İşletmelerde çeşitliliği desteklemek için ‘Çeşitlilik Charta’sını hayata geçirdi.
Yurt dışında alınan diplomaların eşitliği için çaba gösterdi.
Böhmer, 2013’te görevi bıraktıktan sonra yerine ilk göçmen kökenli Uyum Sorumlusu olarak Aydan Özoğuz görev aldı.
“Almanya bir göç ülkesidir” tezinde ısrar etti.
AB vatandaşı olmayan yabancılara da yerel seçimlere ve referandumlara katılma hakkı verilmesi için ağırlığını koydu.
‘Çifte vatandaşlık’ hakkı verilmesini yeniden gündeme getirdi.
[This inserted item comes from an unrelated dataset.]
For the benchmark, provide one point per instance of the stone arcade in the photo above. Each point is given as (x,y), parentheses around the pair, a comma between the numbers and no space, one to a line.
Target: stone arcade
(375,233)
Ama gelmiş geçmiş ‘Yabancılar Sorumluları’ ve ‘Uyum Sorumlularının’ önerilerine kendilerini göreve getiren hükümetler hiçbir zaman gereken desteği vermedi.
Aydan Özoğuz, bu yıl mart ayında görevi bıraktı ve yerine CDU’lu Annette Widmann-Mauz göreve geldi.
İşte bu hafta çarşamba günü Berlin’de ‘
Uyum İçin 40 yıl’ sloganıyla ilk ‘Yabancılar Sorumlusu’nun atanmasının 40’ıncı yılı vesilesiyle bir etkinlik düzenlendi.
Artık hayatta olmayan Heinz Kühn ve Liselotte Funcke’nin dışındaki tüm ‘Uyum Sorumluları’ oradaydı.
Duygu dolu anlar yaşandı.
Başbakan Angela Merkel de katıldı ve Almanya’nın geleceğini uyumun şekillendireceğinin altını çizdi.
Evet, uyum, barış içinde birlikte yaşamın olmazsa olmazıdır.
İşte bu yüzden, “Uyumun gerçekleşmesi için bir 40 yıl daha beklemeyin, beklemeyelim” diyoruz.